Również prawnicy, specjaliści ds. prawa unijnego, z którymi rozmawiał Konkret24, nie mają wątpliwości, że głoszone przez PiS "jednostronne wypowiedzenie" paktu migracyjnego nie jest możliwe z punktu widzenia prawa UE. - Nie można jednostronnie wypowiedzieć paktu migracyjnego, ponieważ obejmuje on akty tak zwanego prawa wtórnego Unii Europejskiej, do których przyjmowania Polska upoważniła instytucje unijne w traktatach. W tych też traktatach nadała tym aktom moc prawnie wiążącą i określony skutek prawny. Nie ma zatem możliwości jednostronnego wypowiedzenia paktu - mówi dr Izabela Skomerska, profesor Uniwersytetu Łódzkiego z Katedry Europejskiego Prawa Konstytucyjnego.

Tego samego zdania jest dr hab. Anna Doliwa-Klepacka, profesor w Zakładzie Prawa Europejskiego Uniwersytetu w Białymstoku. "'Pakt migracyjny' z 26 kwietnia 2024 roku to pakiet 9 rozporządzeń i 1 dyrektywy. Nie ma żadnej procedury jednostronnego 'wypowiedzenia' tego rodzaju aktów. Oczywiście możliwa jest zmiana rozporządzenia/dyrektywy, ale wspólnie przez Radę UE i Parlament Europejski.

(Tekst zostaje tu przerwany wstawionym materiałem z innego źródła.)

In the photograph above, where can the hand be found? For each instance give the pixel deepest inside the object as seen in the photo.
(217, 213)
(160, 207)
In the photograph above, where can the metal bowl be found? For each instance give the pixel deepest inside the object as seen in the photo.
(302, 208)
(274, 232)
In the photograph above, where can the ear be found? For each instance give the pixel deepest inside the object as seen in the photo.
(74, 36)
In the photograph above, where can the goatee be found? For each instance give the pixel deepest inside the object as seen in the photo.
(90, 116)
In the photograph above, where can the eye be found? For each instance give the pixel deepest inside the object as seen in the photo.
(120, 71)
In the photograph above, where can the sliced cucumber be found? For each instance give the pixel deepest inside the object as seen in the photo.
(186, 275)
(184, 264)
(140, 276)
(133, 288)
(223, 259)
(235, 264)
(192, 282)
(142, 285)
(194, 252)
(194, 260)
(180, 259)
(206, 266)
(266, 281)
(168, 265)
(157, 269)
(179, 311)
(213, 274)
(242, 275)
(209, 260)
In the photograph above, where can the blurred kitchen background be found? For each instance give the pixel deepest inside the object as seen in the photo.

Jednostronne działanie państwa członkowskiego nie ma żadnej skuteczności" - analizuje w przesłanej Konkret24 odpowiedzi.

Jedynie prof. Jerzy Menkes z Katedry Integracji i Prawa Europejskiego Szkoły Głównej Handlowej stwierdza w rozmowie z Konkret24, że "prawem państwa suwerennego jest to, że każdą umowę międzynarodową, której jest stroną, może wypowiedzieć".

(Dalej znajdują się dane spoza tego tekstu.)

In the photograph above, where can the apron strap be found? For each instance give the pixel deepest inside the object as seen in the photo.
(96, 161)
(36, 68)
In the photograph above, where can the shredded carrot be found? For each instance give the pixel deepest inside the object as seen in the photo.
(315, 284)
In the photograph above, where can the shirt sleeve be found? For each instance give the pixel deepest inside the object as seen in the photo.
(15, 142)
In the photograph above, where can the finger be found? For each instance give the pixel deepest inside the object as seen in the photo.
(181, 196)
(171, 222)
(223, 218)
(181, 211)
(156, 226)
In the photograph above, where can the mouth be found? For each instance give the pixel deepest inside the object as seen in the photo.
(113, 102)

Jednak prof. Anna Wyrozumska z Katedry Europejskiego Prawa Konstytucyjnego Uniwersytetu Łódzkiego przypomina, że rozporządzenia i dyrektywy wchodzące w skład paktu migracyjnego to "akty prawne wydawane przez UE, a nie umowy międzynarodowe, które można swobodnie wypowiadać". "Wszystkie państwa członkowskie z wyjątkiem Danii i Irlandii (na podstawie odstępstw przewidzianych w protokołach 21 i 22 do TUE i TFUE) są związane tymi aktami. Akty te nie przewidują żadnych odstępstw. Zasady ich obowiązywania i stosowania określają traktaty unijne" - wyjaśnia prof. Wyrozumska w odpowiedzi dla Konkret24.

Prezydent RP nie ma kompetencji do wypowiadania unijnych aktów

Eksperci podkreślają ponadto, że prezydent RP nie bierze udziału w procesie legislacyjnym w Unii Europejskiej, więc jakiekolwiek wypowiadanie aktów prawnych, nawet gdyby było możliwe, nie leżałoby w jego kompetencjach.

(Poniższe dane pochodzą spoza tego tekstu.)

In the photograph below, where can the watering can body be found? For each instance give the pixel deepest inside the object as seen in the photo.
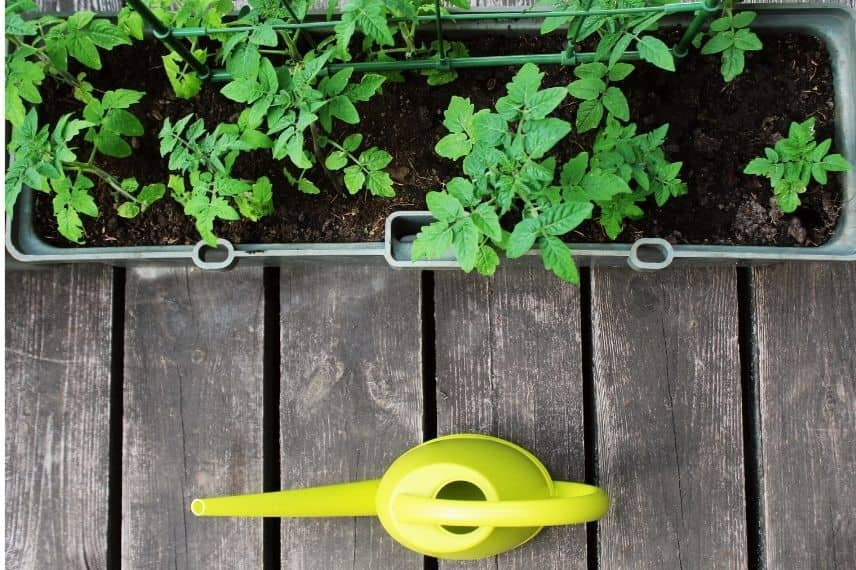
(457, 497)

"Prezydent nie ma kompetencji do wypowiadania unijnych rozporządzeń czy dyrektyw. Nie bierze udziału w procesie legislacyjnym w UE. W proces ten zaangażowany jest rząd w Radzie UE, organie legislacyjnym składającym się z ministrów państw członkowskich i Parlament Europejski" - tłumaczy prof. Anna Wyrozumska.

Tak samo pisze prof. Anna Doliwa-Klepacka: "Prezydent nie ma żadnych kompetencji dotyczących wypowiadania paktu migracyjnego. Generalnie prezydent nie ma też żadnych kompetencji w procedurach ustawodawczych UE – działa tu rząd: minister jest członkiem Rady UE przyjmującej akt ustawodawczy, rozporządzenie/dyrektywę, wspólnie z Parlamentem Europejskim".

Eksperci: państwo UE może się nie stosować, ale to rodzi skutki

Donald Tusk i jego ministrowie od kilku miesięcy zgodnie deklarują, że nie będą realizować założeń paktu migracyjnego. "Nie będziemy za nic płacić, nie będziemy musieli przyjmować żadnych migrantów z innych kierunków, Unia Europejska nie narzuci nam żadnych kwot migrantów" - mówił w maju 2024 roku bezpośrednio po przyjęciu paktu Donald Tusk. W październiku powtórzył swoją deklarację: "Rząd nie będzie wdrażać europejskich pomysłów, godzących w bezpieczeństwo Polski, takich jak pakt migracyjny".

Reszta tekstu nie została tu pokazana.